Martina (Giovanna Mezzogiorno) è un’assistente di volo dal destino incerto, divisa tra la sua carriera lavorativa ed un percorso universitario che proprio non riesce a completare. Un giorno, durante un viaggio di linea, si imbatte in Angelo (Alessandro Tiberi), un ragazzo timido e sognatore, che come lei vive in un piccolo paese dell’Abruzzo e del quale rinviene il diario d’amore, dimenticato da lui sull’aereo. Sfogliandolo, e leggendo le dolci parole scritte da Angelo, Martina sembra sviluppare un sentimento d’amore per il ragazzo, sentimento in realtà preesistente, perché i due si amano già da tempo e portano avanti una relazione costellata di continui addii e riconciliazioni.

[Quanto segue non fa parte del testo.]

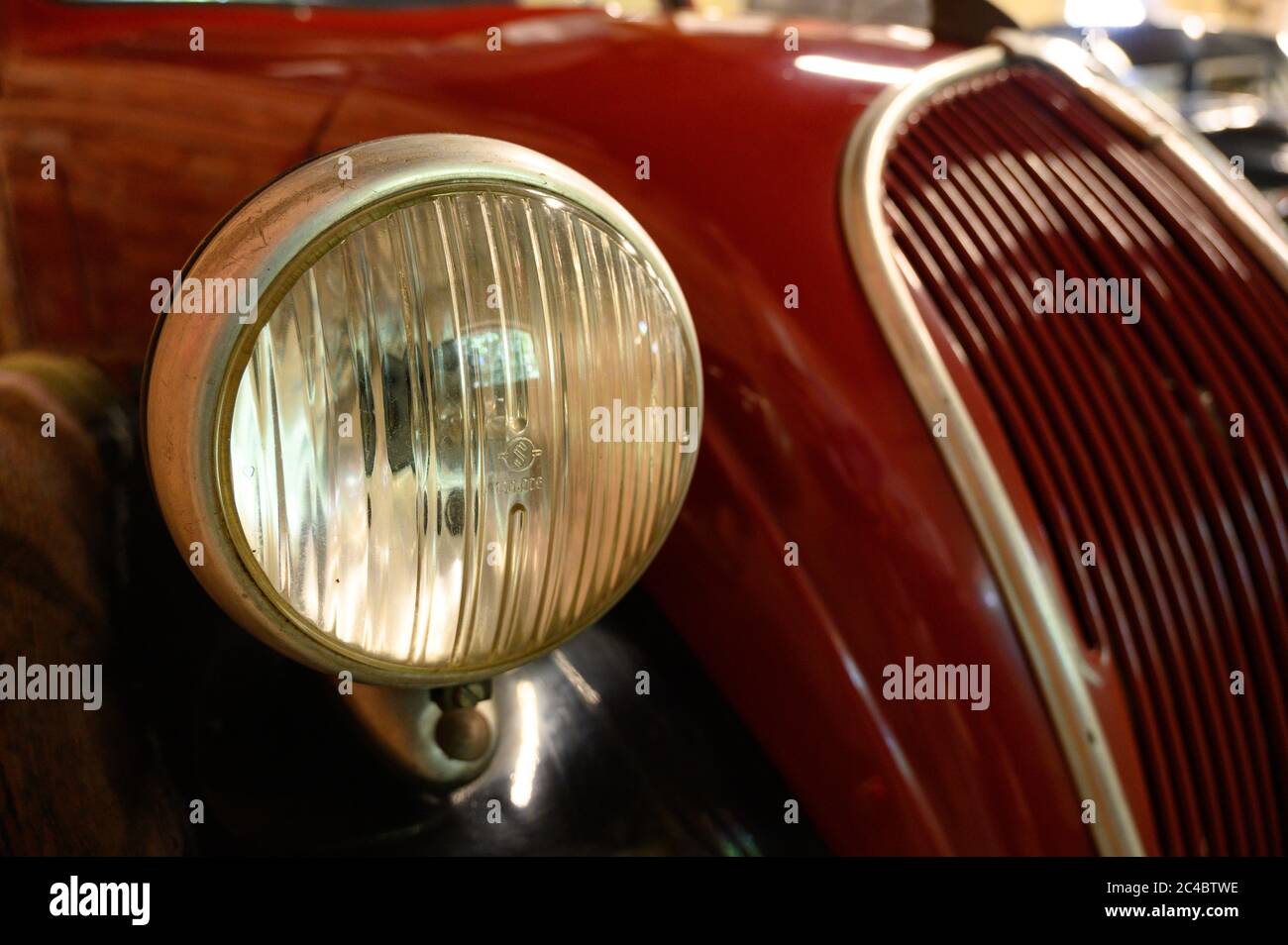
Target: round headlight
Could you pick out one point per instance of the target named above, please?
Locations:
(423, 409)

L’Amore non basta è una pellicola sospesa, un insieme di personaggi apparentemente senza copione, dove la macchina da presa non traccia un selciato ma dà anima e respiro a situazioni, conflitti, turbamenti che si mescolano in un lento vortice di emozioni e fragorosi silenzi. Stefano Chiantini non vuole imprimere nessuna direzione particolare alla sua opera, ma mettere semplicemente in scena la vita per quello che è, con l’incomunicabilità e l’isolamento tipici del nostro tempo, il disorientamento, la dicotomia tra il reale e l’onirico. Così abbiamo Angelo che, mentre sogna di affermarsi come scrittore, passa da un lavoro saltuario all’altro discutendo animatamente e chiedendo continuamente consiglio a Rocco Papaleo, qui negli eterei panni di amico immaginario. Proprio il personaggio di Alessandro Tiberi è una delle note più originali del film, ricordando alla lontana altri figure sconnesse, in particolare lo Stephane di L’arte del Sogno, mancando completamente però dello splendore immaginifico e della potenza visionaria di cui era dotato il protagonista dell’opera di Michel Gondry.

E’ proprio nella sua godibilità che risiede alla fine dei conti il tallone d’Achille di tutta quanta l’architettura messa su da Stefano Chiantini. Nonostante infatti alcune pennellate di colore sapientemente date dalle presenza scenica di Papaleo, il film soffre del suo incedere lento ed errabondo, con gli eventi quasi a ristagnare nei claustrofobici vicoli di una città d’Aquila appena tratteggiata e con lo spettatore a rischio di perdersi anch’egli tra le fobie e le illusioni di Angelo e Martina, ai quali in ultima istanza l’amore, davvero, non basta proprio.